İyi de zaman bu zaman.
Doktordan hastaneden geçilmiyor.
Ama sen iyileşmek,
Şifa bulmak için dua tanzim edip satacaksın öyle mi?
*
İşte mealen bir kaç cevap:
Hiç düşünmez misiniz?
Hiç akıl etmez misiniz?.
Biz bu kuranı size anlayasınız diye indirdik.
Ki o peygamber;
"İlim Çin'de de olsa alınız" diyor...
*
Ama dedim ya bizimkiler,
Oturduğu yerden ısrarla:
Allah ver!
Allah ver!
Şifa ver!
Para ver!
Ver !
Ver !
Ver!
Diyor...
ŞENOL GÜNEŞ STADYUMU VE TARAFTARLAR
Maça giderken her şeyi göze alıyoruz.
Yürümekse yürümek,
Sürünmekse sürünmek.
Ama maçtan sonra eğer istenilen sonuç da alınamamışsa bu sefer her şey batmaya başlıyor.
*
Mesela gel Akyazı'ya devasa bir stadyum yap.

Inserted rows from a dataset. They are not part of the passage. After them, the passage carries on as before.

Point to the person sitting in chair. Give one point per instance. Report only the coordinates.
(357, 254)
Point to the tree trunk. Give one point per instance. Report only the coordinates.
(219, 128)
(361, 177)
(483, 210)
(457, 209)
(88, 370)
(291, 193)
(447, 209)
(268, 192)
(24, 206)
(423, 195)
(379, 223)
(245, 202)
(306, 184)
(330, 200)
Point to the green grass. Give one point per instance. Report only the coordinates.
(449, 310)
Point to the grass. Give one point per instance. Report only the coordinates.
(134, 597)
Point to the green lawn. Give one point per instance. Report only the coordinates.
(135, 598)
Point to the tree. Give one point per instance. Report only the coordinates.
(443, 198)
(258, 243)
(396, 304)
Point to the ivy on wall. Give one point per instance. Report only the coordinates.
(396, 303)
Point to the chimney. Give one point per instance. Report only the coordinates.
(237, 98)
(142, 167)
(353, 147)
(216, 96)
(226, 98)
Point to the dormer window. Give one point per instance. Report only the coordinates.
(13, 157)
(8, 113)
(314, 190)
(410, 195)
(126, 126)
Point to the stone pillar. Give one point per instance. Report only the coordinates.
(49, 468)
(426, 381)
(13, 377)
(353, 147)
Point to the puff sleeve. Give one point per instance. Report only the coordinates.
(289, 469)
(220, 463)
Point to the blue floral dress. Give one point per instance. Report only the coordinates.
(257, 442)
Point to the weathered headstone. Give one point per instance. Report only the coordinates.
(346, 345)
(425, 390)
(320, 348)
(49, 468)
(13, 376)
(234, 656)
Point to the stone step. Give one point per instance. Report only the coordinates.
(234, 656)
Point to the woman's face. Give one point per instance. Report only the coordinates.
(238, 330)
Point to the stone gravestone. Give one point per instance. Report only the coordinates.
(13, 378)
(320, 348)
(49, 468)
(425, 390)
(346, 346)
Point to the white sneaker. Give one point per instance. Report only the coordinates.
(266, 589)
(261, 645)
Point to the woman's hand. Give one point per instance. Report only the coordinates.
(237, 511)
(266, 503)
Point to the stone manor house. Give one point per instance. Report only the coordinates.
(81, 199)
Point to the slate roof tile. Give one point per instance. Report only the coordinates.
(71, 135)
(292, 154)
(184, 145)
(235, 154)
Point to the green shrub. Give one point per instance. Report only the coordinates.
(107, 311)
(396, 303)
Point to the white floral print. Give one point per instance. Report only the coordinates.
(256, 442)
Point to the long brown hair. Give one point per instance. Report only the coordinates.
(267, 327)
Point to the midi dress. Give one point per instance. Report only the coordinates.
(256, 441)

Ama giriş çıkış yolları hala düzenlenmesin.
Mesela toplu taşıma araçları neden olmaz.
Maça gelen binlerce insan nasıl geri dönsün?
Adeta izdiham yaşanıyor.
Taraftarın çoğu bu soğuk havada ortalama 6 km yol gitmek zorunda kalıyor.
Bir protokol yolu yapmışlar, sadece seçkinler geçiyor o kadar.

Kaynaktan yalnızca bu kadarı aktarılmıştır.